Turkmenistan Participant Connects with Disabilities Organizations

August 12, 2013

Photo of Ibragim Nurjanov and Commissioner Victor Calise of New York City's Office for People with Disabilities Ibragim Nurjanov and his IVLP group meet with Commissioner Victor Calise of New York City's Office for People with Disabilities (MOPD) In his home country of Turkmenistan, Ibragim Nurjanov has been a tireless advocate for the well-being of people with disabilities, both as a sports trainer and as a participant in the Democracy Commission. As such, he was a natural candidate for an International Visitor Leadership Program (IVLP) on the topic of “Promoting Disability Rights.”

During his IVLP throughout the United States, Ibragim participated in meetings and activities to better understand how Americans accommodate people with disabilities.  For example, he observed the similarities between how Turkmenistan and the United States approach the para-Olympic games, as well as how they accommodate people with disabilities.  And he also observed differences, such as how the United States public schools make noticeable efforts to accommodate students with disabilities.

 “I really enjoyed the professional appointments in the U.S., especially the meeting in a Brooklyn Public Schools, where I observed an ‘inclusive model’ of education:  17 non-disabled students and eight students with different disabilities were all learning together in one classroom,” he says. “I was also impressed that the school provides all the support a student with disabilities needs:  wheelchair access and so on.”
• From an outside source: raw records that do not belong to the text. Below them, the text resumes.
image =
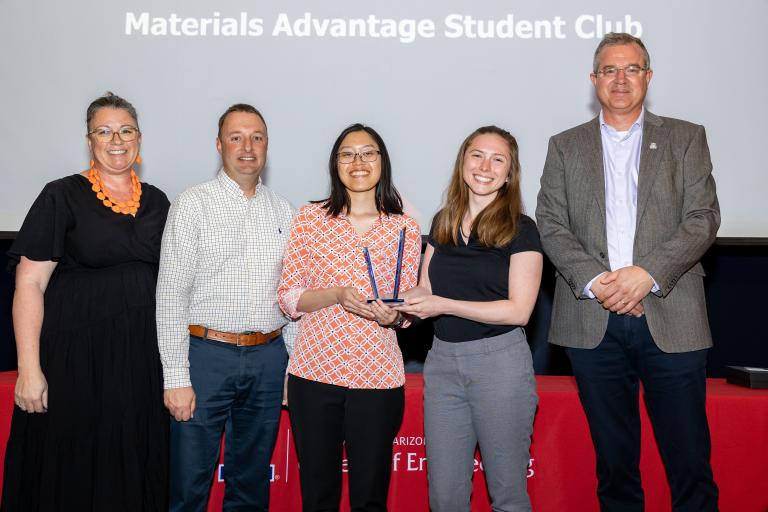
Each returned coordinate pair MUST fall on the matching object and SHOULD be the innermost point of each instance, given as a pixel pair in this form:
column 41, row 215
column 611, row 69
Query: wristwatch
column 399, row 323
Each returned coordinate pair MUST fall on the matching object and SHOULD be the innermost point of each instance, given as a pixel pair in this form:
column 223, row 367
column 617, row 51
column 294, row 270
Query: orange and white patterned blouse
column 334, row 346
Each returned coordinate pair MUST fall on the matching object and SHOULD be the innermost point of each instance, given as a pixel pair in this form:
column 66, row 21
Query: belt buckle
column 244, row 333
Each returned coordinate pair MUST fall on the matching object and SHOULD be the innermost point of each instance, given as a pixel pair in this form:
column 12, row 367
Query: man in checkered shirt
column 219, row 324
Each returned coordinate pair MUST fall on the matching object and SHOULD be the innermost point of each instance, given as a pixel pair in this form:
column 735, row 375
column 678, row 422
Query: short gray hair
column 617, row 39
column 109, row 100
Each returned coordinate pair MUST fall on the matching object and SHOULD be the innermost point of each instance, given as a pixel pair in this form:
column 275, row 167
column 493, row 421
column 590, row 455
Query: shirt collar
column 637, row 125
column 231, row 186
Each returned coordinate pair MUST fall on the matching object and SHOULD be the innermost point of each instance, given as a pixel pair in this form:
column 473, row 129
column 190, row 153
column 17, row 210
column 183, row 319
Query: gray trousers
column 479, row 392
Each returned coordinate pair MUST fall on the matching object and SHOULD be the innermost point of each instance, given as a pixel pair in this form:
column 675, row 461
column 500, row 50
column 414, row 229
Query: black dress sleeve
column 527, row 238
column 43, row 233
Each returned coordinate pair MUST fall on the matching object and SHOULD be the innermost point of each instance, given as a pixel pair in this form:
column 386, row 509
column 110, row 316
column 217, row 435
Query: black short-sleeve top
column 69, row 225
column 474, row 272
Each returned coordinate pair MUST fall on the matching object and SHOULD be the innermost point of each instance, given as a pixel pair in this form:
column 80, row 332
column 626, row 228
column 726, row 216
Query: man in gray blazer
column 626, row 209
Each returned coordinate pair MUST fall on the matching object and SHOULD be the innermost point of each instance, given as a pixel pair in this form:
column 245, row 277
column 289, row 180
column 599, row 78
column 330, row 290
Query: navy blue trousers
column 239, row 388
column 674, row 387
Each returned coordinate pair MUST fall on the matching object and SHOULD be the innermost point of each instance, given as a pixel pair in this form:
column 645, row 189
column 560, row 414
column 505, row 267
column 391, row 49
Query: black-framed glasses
column 347, row 157
column 106, row 134
column 612, row 71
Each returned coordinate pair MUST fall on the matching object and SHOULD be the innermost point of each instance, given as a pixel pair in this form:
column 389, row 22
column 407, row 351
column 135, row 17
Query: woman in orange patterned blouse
column 346, row 373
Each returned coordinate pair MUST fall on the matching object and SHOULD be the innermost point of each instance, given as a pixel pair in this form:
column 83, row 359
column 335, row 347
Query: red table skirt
column 562, row 468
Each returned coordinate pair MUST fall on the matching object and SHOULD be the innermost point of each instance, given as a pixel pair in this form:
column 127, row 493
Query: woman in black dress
column 89, row 430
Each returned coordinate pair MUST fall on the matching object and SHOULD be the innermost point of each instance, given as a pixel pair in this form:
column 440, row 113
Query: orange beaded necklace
column 129, row 207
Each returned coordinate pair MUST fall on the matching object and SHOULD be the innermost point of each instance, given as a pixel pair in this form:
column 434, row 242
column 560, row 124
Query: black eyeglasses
column 105, row 133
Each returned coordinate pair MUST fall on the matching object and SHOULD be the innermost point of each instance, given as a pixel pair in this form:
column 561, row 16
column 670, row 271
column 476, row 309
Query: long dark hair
column 388, row 200
column 497, row 224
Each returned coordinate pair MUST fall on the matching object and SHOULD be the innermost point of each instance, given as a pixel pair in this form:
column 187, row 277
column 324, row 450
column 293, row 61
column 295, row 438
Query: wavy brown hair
column 497, row 224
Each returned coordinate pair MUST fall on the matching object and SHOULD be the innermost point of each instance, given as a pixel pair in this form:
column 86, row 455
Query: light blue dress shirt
column 621, row 167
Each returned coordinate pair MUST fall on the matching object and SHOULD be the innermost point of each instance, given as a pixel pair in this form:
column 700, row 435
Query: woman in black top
column 89, row 430
column 481, row 276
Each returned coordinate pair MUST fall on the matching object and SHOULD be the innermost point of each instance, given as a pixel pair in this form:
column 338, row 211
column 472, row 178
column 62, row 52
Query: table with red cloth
column 562, row 467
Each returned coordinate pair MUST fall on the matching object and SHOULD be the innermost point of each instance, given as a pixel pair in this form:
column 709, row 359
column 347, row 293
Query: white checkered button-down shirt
column 220, row 266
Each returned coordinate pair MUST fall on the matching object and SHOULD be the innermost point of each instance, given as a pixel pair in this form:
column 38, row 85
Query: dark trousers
column 325, row 418
column 674, row 387
column 240, row 388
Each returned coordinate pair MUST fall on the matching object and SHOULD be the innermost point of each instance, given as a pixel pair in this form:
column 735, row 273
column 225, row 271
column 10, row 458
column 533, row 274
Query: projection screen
column 424, row 74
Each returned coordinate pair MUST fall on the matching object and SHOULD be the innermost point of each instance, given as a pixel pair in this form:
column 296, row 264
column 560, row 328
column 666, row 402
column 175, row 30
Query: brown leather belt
column 246, row 339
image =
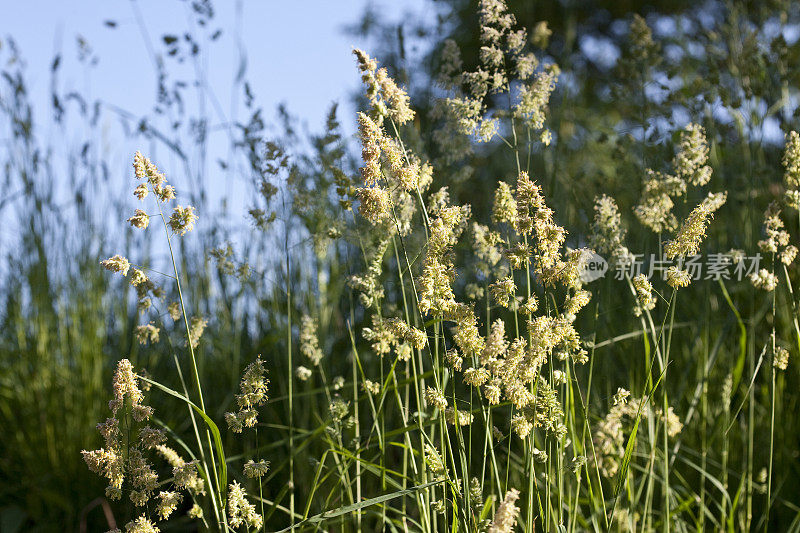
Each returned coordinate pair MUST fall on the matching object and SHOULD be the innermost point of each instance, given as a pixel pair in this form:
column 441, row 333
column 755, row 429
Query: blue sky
column 298, row 53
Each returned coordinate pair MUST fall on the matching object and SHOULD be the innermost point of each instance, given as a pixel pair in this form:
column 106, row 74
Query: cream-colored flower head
column 505, row 518
column 182, row 220
column 116, row 263
column 309, row 342
column 687, row 240
column 386, row 98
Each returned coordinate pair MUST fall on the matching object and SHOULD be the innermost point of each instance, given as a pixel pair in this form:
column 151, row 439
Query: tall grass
column 433, row 365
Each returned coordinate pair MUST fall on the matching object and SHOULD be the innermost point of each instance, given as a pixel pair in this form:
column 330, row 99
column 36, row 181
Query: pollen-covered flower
column 147, row 333
column 197, row 326
column 791, row 161
column 434, row 461
column 116, row 264
column 375, row 204
column 780, row 359
column 253, row 469
column 174, row 310
column 185, row 476
column 457, row 418
column 690, row 161
column 138, row 277
column 505, row 518
column 140, row 219
column 386, row 98
column 141, row 191
column 165, row 193
column 240, row 511
column 141, row 525
column 503, row 290
column 644, row 294
column 182, row 220
column 764, row 279
column 303, row 373
column 167, row 503
column 788, row 254
column 677, row 278
column 309, row 342
column 401, row 330
column 608, row 234
column 693, row 229
column 621, row 396
column 253, row 393
column 371, row 387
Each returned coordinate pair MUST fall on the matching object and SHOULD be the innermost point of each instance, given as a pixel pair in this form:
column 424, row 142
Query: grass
column 599, row 411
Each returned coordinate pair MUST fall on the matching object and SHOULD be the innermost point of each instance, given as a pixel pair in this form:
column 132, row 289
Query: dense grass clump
column 505, row 315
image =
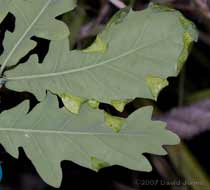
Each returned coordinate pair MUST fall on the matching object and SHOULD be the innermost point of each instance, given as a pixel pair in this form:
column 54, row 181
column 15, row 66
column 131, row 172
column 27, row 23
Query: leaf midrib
column 28, row 131
column 23, row 36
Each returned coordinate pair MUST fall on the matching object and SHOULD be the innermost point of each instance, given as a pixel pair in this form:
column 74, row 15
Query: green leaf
column 49, row 135
column 148, row 43
column 72, row 103
column 33, row 18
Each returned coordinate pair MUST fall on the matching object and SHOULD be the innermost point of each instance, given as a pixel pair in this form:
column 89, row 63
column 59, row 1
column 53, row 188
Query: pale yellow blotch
column 93, row 103
column 72, row 103
column 185, row 22
column 113, row 122
column 119, row 105
column 98, row 46
column 97, row 164
column 187, row 39
column 156, row 84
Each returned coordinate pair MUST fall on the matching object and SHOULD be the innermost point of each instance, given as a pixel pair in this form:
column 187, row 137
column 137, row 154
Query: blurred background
column 184, row 105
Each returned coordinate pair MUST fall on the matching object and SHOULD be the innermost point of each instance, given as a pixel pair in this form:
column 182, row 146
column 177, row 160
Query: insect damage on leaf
column 97, row 164
column 72, row 103
column 98, row 46
column 114, row 122
column 156, row 84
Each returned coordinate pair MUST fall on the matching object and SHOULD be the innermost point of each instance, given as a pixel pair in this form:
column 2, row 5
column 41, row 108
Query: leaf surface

As he travelled, Ibragim had the assistance of an interpreter, since English is not a requirement to be chosen as an IVLP participant. However, he noted that navigating the United States without knowing English can be as much of a challenge as some disabilities.

“I think that this country has accommodation for all types of people, but it is very important for a person who wishes to come to the United States to know some English.  You should not be surprised if a stranger, someone in the street, should greet you or smile at you.  But it helps to know English, just to be able to get yourself a bottle of water on your own,” he says.

The program connected Ibragim to policies in the United States and people. Ibragim, who has a prosthetic but does not like to focus on it, made a connection with New York City staff at Achilles International, who invited him to participate in a running event for disabled athletes.  And in Eugene, Oregon, one of the organizations helping athletes with disabilities offered to be part of an exchange with Turkmenistan.

“The meetings were all very good and informative.  It was a very busy program, but I liked that we had time for leisure and cultural activities as well. I saw a great deal of the country, its regional, structural, cultural and climatic diversity,” he says.